Racconti erotici: Mistress Sexista

Appuntamento ogni domenica e lunedì con i “Racconti Sexisti” di Miss Lucy

“Nessuno ti ha detto ti aver fiato e di farmi sentire la tua voce, sono io che comando e non farmi irritare o dovrei punirti in modo ostinato e feroce”. Avevo con me una schiavetta, quella di turno che non può fare a meno del mio possederla, dei miei giochi a spirali. Lei impazzisce solo a pensarmi e nel vedermi già si inonda di piacere. Le ordino di spogliarsi nuda, le metto il guinzaglio al collare e inizio a passeggiare con lei, umiliandola. E’ solo una cagnetta senza senso che subisce il potere, una nullità che a lei piace sentire, perchè gode del suo marcire. A tratti si ribella della mia padronanza, io aggressiva di volontà la prendo per i capelli e la sbatto al muro, facendole sentire la mia lama preferita, un taglio che in gola può essere fatale. Immobile e in piedi, lei sembra gradire il mio intervento e percorro con la lama del mio pugnale, il suo corpo delicato e indifeso. Continuo la linea arrivando al mio corpo, lasciandomi un segno di sangue, perchè lei deve leccare la mia ferita e nutrirsi del sapore del mio rosso. La sua lingua deve toccare la mia, la mia densità ha spore di cui non posso privarmi.

La lego ai polsi con le mie corde preferite, forti e sicure come me, in aria volteggia slanciata del suo corpo, in mezzo alla stanza Rossa. Si, il rosso è il mio rifugio. Le mie armi non aspettano e scelgo la frusta principale. La lego ai piedi che a malapena toccano a terra, la bendo e le cucio la bocca con una striscia di lattice che sa di vino. Castigo il peccato perchè osa essere disturbato. Inizio le mie arroganti azioni, i movimenti che in lei sento gemere di scontro. I miei morsi deve sentire e i graffi devono ambire a non svanire. Lunghe linee nel corpo novello, si posano come il sogno più bello. Io amo quell’esserci, lei ama esserci.
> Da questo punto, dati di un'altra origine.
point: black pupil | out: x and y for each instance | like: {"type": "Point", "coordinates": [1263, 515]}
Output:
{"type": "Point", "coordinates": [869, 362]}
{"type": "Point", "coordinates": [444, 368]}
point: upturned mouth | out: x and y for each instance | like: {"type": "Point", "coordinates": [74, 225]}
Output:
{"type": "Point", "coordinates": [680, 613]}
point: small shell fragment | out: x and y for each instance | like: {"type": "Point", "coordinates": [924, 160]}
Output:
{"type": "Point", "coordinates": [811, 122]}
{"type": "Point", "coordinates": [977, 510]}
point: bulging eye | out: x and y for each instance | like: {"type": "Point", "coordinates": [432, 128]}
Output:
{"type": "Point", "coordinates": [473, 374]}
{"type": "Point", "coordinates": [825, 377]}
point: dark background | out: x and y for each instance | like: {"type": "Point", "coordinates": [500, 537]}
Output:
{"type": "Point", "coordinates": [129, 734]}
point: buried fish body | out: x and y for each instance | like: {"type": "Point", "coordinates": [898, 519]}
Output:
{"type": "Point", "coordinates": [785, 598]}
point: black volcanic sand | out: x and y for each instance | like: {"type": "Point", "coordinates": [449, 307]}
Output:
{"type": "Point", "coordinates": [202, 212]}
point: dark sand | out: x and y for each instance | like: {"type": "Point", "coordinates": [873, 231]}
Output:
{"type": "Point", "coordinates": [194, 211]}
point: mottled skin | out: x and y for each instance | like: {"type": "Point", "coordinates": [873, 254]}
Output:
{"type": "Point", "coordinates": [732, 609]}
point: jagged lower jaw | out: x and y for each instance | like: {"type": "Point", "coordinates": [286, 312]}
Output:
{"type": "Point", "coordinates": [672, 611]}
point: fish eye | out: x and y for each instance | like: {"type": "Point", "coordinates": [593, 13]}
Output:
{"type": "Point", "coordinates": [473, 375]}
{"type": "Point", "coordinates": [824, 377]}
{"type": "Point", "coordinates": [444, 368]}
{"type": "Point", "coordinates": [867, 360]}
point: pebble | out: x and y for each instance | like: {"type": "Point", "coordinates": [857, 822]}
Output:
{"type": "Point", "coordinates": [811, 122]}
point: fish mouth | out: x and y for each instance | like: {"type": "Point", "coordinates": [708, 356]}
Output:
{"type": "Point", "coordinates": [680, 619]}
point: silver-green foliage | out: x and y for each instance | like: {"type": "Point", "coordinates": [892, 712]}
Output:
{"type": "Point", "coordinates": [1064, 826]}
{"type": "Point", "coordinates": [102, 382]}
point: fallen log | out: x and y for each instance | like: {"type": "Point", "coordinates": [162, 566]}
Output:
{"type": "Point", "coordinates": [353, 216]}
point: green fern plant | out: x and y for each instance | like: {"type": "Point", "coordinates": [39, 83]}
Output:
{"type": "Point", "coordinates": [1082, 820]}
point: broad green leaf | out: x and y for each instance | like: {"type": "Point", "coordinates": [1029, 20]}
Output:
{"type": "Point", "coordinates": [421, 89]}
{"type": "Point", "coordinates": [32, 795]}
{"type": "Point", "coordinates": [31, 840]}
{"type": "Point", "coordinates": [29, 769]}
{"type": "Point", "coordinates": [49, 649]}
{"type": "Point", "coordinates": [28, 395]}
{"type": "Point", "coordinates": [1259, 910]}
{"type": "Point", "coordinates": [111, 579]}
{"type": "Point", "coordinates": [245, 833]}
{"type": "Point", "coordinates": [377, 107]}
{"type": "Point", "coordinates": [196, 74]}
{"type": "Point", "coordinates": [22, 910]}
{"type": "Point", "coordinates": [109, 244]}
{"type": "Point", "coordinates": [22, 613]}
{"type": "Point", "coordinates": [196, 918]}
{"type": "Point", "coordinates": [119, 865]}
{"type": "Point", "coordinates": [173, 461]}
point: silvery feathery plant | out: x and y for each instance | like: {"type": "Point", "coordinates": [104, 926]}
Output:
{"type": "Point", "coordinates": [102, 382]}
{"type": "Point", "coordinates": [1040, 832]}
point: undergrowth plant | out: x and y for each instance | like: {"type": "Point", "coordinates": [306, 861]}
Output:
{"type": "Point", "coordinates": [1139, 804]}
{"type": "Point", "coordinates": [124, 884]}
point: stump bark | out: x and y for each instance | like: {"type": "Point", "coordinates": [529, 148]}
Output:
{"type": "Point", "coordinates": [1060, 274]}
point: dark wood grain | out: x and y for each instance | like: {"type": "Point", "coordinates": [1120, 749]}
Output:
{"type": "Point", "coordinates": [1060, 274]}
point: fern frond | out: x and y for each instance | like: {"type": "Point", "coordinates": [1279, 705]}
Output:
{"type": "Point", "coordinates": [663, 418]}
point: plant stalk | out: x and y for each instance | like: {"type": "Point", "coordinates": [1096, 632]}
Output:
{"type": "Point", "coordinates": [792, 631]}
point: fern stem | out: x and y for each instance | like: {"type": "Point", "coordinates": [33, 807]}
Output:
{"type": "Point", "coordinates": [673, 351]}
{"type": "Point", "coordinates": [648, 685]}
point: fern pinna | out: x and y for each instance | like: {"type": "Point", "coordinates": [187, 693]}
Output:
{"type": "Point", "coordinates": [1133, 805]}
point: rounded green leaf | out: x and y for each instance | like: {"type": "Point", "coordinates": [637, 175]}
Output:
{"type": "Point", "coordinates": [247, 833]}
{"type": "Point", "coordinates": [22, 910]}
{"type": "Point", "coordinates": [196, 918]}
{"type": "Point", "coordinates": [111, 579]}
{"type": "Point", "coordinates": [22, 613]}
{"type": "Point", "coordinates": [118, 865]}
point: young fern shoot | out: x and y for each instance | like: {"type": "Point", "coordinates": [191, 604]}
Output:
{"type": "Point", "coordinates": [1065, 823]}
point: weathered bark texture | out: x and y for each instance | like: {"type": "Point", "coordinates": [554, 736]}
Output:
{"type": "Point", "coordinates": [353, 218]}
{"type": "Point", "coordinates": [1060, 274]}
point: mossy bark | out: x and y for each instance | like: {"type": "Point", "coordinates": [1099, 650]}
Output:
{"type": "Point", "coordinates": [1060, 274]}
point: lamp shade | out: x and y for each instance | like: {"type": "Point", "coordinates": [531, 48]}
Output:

Continuo a umiliarla e a frustarla, perchè altro non merita, se non di essere maltrattata. E’ la mia servitù a impormi di lasciarla cadere. I miei limiti e sostanze sono alterati da tocchi fulminei, ribelli e coscienti di apparire. Sporche sono le mie parole, così come il mio brillare. C’è sapore di odore nell’aria, non posso dimenticarmi di lenire il dolore costante. Mi fermo e la abbandono per un pò nel silenzio in quel moto stressante. Poi la riporto a terra e inizio le mie spirali, le famose vedute inclini a girarsi di estremi. La lego con corde acute di giri, in posizioni di disagio che senza cura mi diletto ad annodare. La schiava è a terra che non vede e non può parlare, ma sente il suo stato nel navigare. Tutto è fermo, la lascio lì, in mezzo ai colori, aspettando di riportarla in gabbia. La torturo di solletico, con piume e cere. E’ la mia schiava per sempre e non deve mai mancare al mio volere.